Хонанук и Нимкаги громко и грубо порадовались расширению компании.
— О! Коллектив сбалансировался!..
— …Что, если после фейерверка устроить группенсекс три на три?
— Ну, ни фига себе… — задумчиво произнесла Лоис Грюн.
— Да уж, — так же задумчиво отозвалась Зузу Ансетти, — без травки я на это не готова.
— Травка не вопрос, — проинформировала троллийка.
— Эй, тролли, — окликнул Унгабул, — а что это у вас деньги валяются на столе?
— Это, — сообщил Хонанук, — пари про то, как проголосует Европарламент по заявлению кардинала Бриссерана относительно высшей духовной власти церкви в Евросоюзе.
— Хо-хо! – Унгабул качнул головой, — И кто на что ставит?
— Я, — сказала Зузу, — поставила десятку, что эти бараны согласятся, и пока я одиночка. Выражаясь в духе ипподрома, ставки три к одному. Кто меня поддержит?
Унгабул молча бросил еще одну десятку рядом с одинокой десяткой девушки-пилота. Турофф на миг задумался, прилично ли участвовать в таком пари, и не нашел причин отказываться. Но, свою десятку майор присоединил к трем, поставленным на то, что Европарламент не признает, что церковь, с момента принятия закона Ван дер Бима, в действительности определяла политическую стратегию. Лоис Грюн глянула на экран ноутбука, стоящего посреди стола, и заметила:
— Полчаса до итогов голосования. Скоро мы узнаем, кто лучше рубит в психологии.

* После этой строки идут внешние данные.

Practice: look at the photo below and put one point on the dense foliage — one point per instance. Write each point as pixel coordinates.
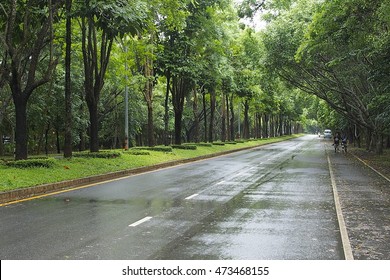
(192, 71)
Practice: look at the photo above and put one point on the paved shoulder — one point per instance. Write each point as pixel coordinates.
(365, 201)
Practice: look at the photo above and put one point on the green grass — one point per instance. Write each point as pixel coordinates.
(66, 169)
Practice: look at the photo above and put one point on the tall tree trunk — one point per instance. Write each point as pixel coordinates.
(228, 132)
(68, 90)
(204, 113)
(196, 116)
(166, 114)
(21, 137)
(148, 94)
(246, 132)
(223, 121)
(232, 130)
(212, 113)
(94, 127)
(180, 86)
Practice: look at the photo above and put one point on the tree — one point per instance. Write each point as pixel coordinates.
(28, 60)
(101, 22)
(68, 90)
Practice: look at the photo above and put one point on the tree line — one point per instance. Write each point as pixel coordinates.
(187, 71)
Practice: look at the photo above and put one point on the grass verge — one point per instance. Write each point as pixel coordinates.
(12, 178)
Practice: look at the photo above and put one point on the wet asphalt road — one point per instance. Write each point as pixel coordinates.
(273, 202)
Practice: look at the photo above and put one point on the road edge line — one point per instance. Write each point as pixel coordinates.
(343, 228)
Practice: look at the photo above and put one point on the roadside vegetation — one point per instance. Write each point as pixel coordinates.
(18, 176)
(101, 75)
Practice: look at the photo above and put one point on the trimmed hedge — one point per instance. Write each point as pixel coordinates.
(166, 149)
(219, 143)
(185, 147)
(231, 142)
(138, 153)
(201, 144)
(103, 154)
(32, 163)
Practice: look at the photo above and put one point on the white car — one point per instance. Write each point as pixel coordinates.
(327, 133)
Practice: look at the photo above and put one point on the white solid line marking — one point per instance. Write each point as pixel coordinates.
(343, 229)
(191, 196)
(140, 221)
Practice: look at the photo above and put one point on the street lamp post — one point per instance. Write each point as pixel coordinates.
(126, 107)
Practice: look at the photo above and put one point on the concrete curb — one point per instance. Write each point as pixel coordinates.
(372, 168)
(28, 193)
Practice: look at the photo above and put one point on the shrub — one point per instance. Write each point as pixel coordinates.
(32, 163)
(201, 144)
(185, 147)
(166, 149)
(138, 153)
(103, 154)
(219, 143)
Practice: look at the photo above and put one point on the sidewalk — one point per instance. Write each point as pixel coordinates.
(365, 202)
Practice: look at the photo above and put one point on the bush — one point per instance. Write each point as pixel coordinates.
(201, 144)
(32, 163)
(105, 154)
(219, 143)
(185, 147)
(138, 153)
(165, 149)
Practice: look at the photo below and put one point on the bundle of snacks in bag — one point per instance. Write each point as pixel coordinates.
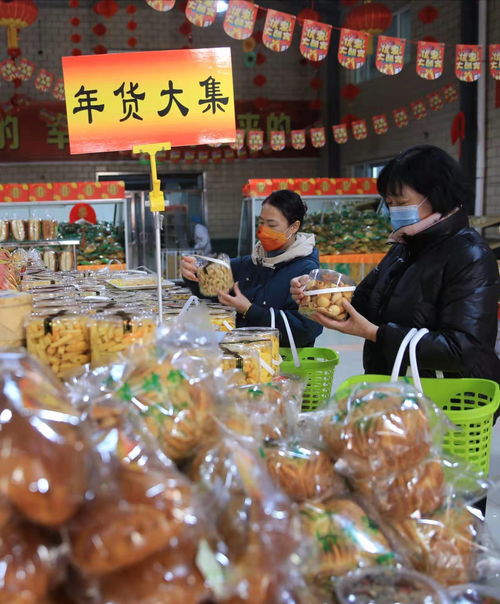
(214, 275)
(324, 292)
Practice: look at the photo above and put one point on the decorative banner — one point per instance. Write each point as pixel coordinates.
(201, 12)
(401, 117)
(419, 109)
(315, 40)
(495, 61)
(278, 140)
(278, 30)
(353, 46)
(435, 101)
(116, 101)
(240, 19)
(380, 124)
(340, 135)
(298, 139)
(468, 62)
(318, 137)
(390, 55)
(255, 140)
(359, 129)
(430, 57)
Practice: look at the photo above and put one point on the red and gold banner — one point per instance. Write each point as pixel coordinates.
(353, 46)
(116, 101)
(495, 61)
(430, 59)
(359, 129)
(400, 117)
(380, 123)
(419, 109)
(240, 19)
(340, 135)
(315, 40)
(278, 30)
(201, 12)
(468, 62)
(318, 137)
(390, 55)
(298, 139)
(278, 140)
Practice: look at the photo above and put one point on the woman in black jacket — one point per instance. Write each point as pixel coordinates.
(439, 274)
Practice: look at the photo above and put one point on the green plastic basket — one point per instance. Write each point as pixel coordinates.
(469, 403)
(317, 366)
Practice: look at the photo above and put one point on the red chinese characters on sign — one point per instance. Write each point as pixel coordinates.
(315, 40)
(495, 61)
(390, 55)
(201, 12)
(298, 139)
(340, 133)
(352, 48)
(430, 59)
(240, 19)
(400, 116)
(468, 62)
(278, 30)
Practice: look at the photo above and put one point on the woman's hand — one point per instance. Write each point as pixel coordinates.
(355, 325)
(240, 302)
(189, 268)
(297, 287)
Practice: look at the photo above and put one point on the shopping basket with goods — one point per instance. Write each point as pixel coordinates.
(469, 403)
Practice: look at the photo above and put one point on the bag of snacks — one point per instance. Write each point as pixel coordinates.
(325, 292)
(214, 275)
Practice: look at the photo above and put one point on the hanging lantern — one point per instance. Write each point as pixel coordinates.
(16, 15)
(371, 17)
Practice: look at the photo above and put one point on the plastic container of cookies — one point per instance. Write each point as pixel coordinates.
(325, 291)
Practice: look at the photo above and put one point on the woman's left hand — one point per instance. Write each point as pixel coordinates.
(355, 325)
(238, 301)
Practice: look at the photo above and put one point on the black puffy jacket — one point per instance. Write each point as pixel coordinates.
(445, 279)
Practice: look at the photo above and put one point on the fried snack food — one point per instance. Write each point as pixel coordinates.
(304, 473)
(346, 537)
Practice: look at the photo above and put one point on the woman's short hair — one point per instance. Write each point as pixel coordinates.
(431, 172)
(289, 203)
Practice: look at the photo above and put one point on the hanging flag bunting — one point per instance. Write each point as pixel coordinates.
(340, 133)
(390, 55)
(468, 62)
(419, 109)
(298, 139)
(315, 40)
(435, 101)
(240, 19)
(380, 124)
(401, 117)
(352, 48)
(495, 61)
(318, 137)
(278, 30)
(430, 57)
(201, 12)
(359, 129)
(278, 140)
(255, 140)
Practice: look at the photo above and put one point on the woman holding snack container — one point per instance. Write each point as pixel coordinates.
(261, 281)
(439, 274)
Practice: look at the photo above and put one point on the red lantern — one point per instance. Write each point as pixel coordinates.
(16, 15)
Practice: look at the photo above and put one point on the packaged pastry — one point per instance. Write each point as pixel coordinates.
(325, 292)
(214, 275)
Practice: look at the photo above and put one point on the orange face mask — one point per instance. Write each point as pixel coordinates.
(271, 240)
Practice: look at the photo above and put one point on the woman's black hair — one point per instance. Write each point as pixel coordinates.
(431, 172)
(290, 204)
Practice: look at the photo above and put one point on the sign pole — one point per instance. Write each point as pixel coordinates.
(157, 205)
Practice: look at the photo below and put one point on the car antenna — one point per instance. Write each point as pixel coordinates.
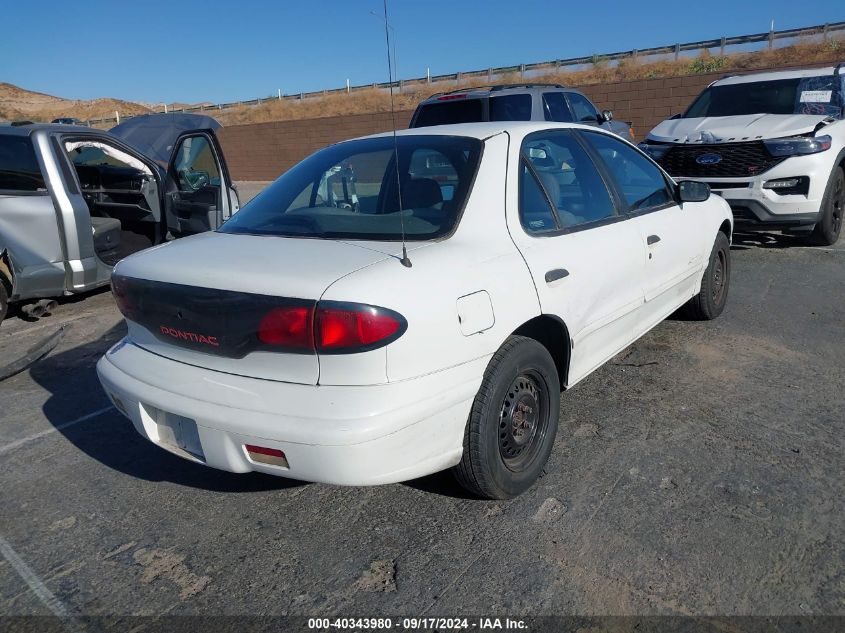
(404, 261)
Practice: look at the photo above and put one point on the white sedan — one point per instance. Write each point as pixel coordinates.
(299, 340)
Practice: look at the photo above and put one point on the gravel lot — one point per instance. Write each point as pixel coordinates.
(700, 472)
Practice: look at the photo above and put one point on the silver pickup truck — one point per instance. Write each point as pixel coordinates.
(75, 200)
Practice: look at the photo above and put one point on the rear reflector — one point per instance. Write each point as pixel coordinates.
(264, 455)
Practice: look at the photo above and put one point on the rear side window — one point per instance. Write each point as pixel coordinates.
(556, 108)
(569, 179)
(448, 112)
(510, 108)
(19, 170)
(582, 109)
(641, 182)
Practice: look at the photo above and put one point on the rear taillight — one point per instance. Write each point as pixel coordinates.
(121, 296)
(333, 328)
(289, 326)
(354, 327)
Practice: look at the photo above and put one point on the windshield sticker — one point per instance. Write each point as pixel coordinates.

— Хо-хо, — сказала Нимкаги, — по жизни, Унгабул должен рубить лучше всех, он у нас величайший метатель виртуального дерьма на вентиляторы сетевых конференций. Но странно. По здравому смыслу парламентариям надо голосовать против того заявления кардинала. Ведь если они распишутся, что шли на поводу у церкви, то станут для дока Гюискара не просто уродами, а личными врагами, и тогда у них ноль шансов выжить.
— Я думаю, — отозвался Турофф, — что у них заведомо ноль шансов. Но, Лоис права, что надежда может быть, только если они проголосуют за «нет».
— Они не могут проголосовать за «нет», — уверенно ответила Зузу.
— Это почему? – спросил Хонанук.
— Про это у Киплинга, — сказала она, — в балладе про раба, который стал царем.
«Because he served a master
Before his Kingship came,
And hid in all disaster
Behind his master's name».
Она продекламировала и пояснила:
— Тут все четко. Раб остается рабом. Он привык прислуживать хозяину, и даже если по прихоти Фортуны раб стал царем, то он все равно, чуть что, попытается спрятаться за именем хозяина. Любого хозяина, даже явно фальшивого, как бог поповской лавочки.
— Странно, — буркнула Нимкаги, — пытаться свалить вину на фальш-бога, это вроде как пытаться убрать реальное говно нарисованным бульдозером.
— Ты ищешь здравый смысл, — ответил Унгабул, — а у раба в таких катастрофах мозги не работают. Его поведением рулят рабские инстинкты, вбитые в позвоночник.
- Насчет инстинктов ты погорячился, — возразил майор Турофф, — чтобы иметь особые рабские инстинкты, по науке — врожденные рефлексы, рабы должны стать отдельным биологическим видом. Эх, что-то меня потянуло на армейскую пунктуальность.
— Пунктуальность!.. – тут Унгабул щелкнул пальцами над головой, — …Как раз в тему! Потому что рабы тут отдельный вид: евро-скот. Homo Euro-pecus, если по-латыни. На просторах Евросоюза, в популяции рода Homo, названный вид Homo Euro-pecus из-за политэкономической селекции стал численно преобладать над видом Homo Sapiens.